The stargate rover is sent to a planet and project back data for a tropical paradise with no civilization. SG-1 is sent to scout but returns fifteen hours later, except SG-1 thought they had just walked through the gate. Their medical examinations reveal nothing out of the ordinary. During the debriefing, Carter reveals that the image of the tropical paradise is actually false. Then everyone falls in love with the coffee, especially Teal’c who downs an entire gallon straight from the coffer. Everyone returns to their normal routine until O’Neill starts eating pie in the commissary, which attracts the rest of his team to help devour a feast of desserts. With further medical tests, Dr. Fraser notices a nanobot no larger than a pinhead implanted in SG-1’s brains. There is no way for her to remove them without irreparable brain damage. SG-1 is quarantined until further notice. During their quarantine, they start hearing a voice that claims to be super bored. A shared hallucination named Urgo appears and wants to play. SG-1 realizes that they’re the only ones who can see Urgo and notify Dr Fraser and General Hammond.
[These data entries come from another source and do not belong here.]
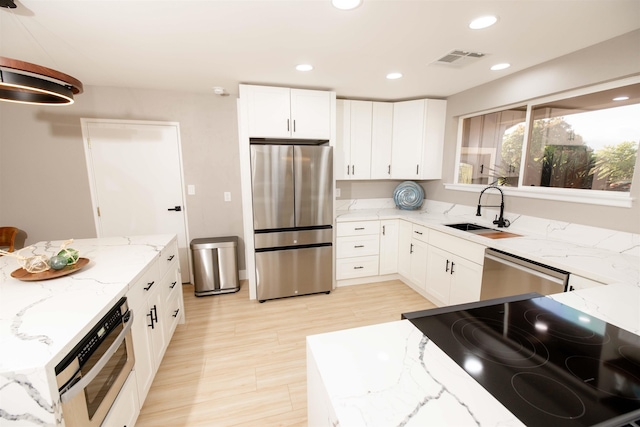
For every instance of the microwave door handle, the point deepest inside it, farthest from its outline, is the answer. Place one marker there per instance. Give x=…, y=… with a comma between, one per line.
x=86, y=379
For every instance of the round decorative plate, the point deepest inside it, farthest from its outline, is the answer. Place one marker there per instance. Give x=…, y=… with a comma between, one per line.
x=24, y=275
x=408, y=195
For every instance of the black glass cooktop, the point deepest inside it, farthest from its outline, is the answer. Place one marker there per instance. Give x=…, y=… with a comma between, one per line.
x=549, y=364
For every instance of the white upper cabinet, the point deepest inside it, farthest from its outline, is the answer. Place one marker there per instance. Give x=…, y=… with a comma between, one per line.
x=381, y=139
x=363, y=140
x=353, y=140
x=418, y=138
x=275, y=112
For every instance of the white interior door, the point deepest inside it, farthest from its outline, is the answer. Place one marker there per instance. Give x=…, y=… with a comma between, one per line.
x=135, y=174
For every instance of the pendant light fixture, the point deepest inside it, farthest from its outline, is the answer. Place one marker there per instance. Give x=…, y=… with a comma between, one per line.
x=26, y=83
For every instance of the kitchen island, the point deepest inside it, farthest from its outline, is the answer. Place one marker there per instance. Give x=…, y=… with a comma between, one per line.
x=393, y=374
x=41, y=321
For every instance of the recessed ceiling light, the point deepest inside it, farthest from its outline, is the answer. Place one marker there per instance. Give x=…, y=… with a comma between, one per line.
x=502, y=66
x=483, y=22
x=346, y=4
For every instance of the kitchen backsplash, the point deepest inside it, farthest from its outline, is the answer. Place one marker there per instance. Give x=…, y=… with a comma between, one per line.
x=603, y=238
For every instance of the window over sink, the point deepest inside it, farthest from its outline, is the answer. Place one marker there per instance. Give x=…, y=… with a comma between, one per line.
x=580, y=146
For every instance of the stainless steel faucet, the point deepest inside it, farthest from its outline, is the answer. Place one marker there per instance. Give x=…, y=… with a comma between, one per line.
x=500, y=221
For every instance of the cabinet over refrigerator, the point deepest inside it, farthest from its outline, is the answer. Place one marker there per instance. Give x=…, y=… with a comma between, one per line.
x=292, y=191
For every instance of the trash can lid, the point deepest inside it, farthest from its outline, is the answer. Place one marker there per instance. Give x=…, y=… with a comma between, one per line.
x=214, y=242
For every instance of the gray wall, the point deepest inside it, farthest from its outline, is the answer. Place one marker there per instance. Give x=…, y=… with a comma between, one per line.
x=613, y=59
x=44, y=187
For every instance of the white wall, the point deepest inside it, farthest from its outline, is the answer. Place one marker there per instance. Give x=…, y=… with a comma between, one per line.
x=44, y=187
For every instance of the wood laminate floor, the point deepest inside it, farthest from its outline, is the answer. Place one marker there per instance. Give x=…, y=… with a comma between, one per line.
x=236, y=362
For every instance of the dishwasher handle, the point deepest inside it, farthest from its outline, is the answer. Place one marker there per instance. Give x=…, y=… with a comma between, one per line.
x=529, y=268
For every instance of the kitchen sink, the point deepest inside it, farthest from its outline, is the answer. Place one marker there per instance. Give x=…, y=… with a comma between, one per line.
x=467, y=226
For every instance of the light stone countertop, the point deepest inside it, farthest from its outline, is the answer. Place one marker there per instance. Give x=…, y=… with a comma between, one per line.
x=41, y=321
x=598, y=254
x=391, y=374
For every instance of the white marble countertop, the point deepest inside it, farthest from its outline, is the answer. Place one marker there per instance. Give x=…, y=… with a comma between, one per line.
x=391, y=374
x=598, y=254
x=41, y=321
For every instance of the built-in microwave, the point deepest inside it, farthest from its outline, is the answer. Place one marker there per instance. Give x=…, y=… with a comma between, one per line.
x=90, y=377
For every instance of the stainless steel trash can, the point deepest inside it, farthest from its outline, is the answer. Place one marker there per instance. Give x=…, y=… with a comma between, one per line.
x=215, y=265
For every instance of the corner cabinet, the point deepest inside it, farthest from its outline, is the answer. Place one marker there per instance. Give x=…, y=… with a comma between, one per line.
x=275, y=112
x=418, y=139
x=454, y=269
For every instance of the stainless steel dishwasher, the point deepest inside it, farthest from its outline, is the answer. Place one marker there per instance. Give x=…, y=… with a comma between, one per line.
x=505, y=274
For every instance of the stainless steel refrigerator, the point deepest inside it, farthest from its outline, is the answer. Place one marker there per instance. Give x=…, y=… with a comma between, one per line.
x=292, y=189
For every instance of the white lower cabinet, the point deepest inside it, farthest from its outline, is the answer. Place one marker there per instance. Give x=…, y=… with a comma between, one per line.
x=126, y=408
x=357, y=249
x=412, y=253
x=157, y=303
x=454, y=269
x=389, y=231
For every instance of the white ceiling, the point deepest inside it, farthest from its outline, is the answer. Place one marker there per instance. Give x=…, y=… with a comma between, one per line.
x=196, y=45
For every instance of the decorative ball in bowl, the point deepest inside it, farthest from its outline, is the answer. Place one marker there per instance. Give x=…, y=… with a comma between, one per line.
x=408, y=195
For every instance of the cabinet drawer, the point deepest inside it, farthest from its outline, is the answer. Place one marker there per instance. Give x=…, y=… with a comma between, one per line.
x=420, y=232
x=460, y=247
x=351, y=268
x=353, y=246
x=140, y=290
x=357, y=228
x=168, y=257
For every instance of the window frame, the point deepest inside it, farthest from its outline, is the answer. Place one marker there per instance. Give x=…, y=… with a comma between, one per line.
x=595, y=197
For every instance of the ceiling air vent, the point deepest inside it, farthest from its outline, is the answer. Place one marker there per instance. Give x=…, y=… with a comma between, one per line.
x=458, y=57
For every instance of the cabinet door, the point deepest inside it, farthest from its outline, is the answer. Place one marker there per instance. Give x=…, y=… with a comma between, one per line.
x=269, y=112
x=143, y=351
x=438, y=281
x=466, y=279
x=360, y=155
x=433, y=140
x=404, y=249
x=419, y=257
x=389, y=232
x=342, y=150
x=310, y=114
x=408, y=130
x=381, y=140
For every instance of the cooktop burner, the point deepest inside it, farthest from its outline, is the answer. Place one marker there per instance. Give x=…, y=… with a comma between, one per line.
x=548, y=363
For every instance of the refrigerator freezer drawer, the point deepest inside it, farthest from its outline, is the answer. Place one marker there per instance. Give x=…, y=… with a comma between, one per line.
x=278, y=239
x=291, y=272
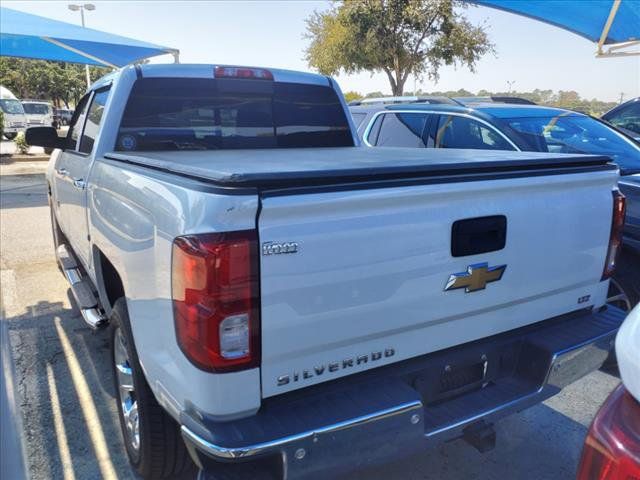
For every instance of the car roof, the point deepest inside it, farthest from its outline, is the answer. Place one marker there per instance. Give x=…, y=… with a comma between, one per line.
x=496, y=110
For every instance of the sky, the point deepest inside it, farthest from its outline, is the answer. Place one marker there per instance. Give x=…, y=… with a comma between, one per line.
x=271, y=33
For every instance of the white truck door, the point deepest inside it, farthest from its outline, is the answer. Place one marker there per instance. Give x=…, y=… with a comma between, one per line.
x=73, y=170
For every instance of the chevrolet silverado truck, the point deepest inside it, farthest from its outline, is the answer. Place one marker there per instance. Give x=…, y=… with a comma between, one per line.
x=284, y=303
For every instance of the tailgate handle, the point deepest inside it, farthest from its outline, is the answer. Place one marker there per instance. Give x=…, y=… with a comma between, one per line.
x=472, y=236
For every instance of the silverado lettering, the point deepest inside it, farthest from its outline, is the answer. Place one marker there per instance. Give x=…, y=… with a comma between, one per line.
x=335, y=366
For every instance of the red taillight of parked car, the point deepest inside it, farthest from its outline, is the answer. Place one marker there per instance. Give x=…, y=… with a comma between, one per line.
x=612, y=448
x=215, y=299
x=242, y=72
x=615, y=240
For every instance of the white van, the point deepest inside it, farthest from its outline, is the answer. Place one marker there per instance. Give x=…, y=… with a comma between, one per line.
x=15, y=120
x=38, y=112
They determine that Urgo is meant to be an exploratory program, but since Urgo refuses to answer any important questions, SG-1 is grounded until further notice. SG-1 is no longer quarantined but interacting with them is similar to humoring a child with an imaginary friend. Carter attempts to neutralize Urgo with an electro magnetic pulse which works for maybe half an hour. Their final option is to appeal to the creators who implanted Urgo. So SG-1 sends a probe through the gate to the planet where they were implanted and speaks with the creator named Togar. Togar says Urgo is an error and invites the team to return to his planet. SG-1 realizes Urgo is a living being, despite being artificial intelligence, and manage to convince Togar to implant Urgo into his own head to prevent Urgo from dying. Togar agrees and removes Urgo from SG-1’s brains. They are sent back through the gate but have no memory of what happened on Togar’s planet similar to the events that opened the episode.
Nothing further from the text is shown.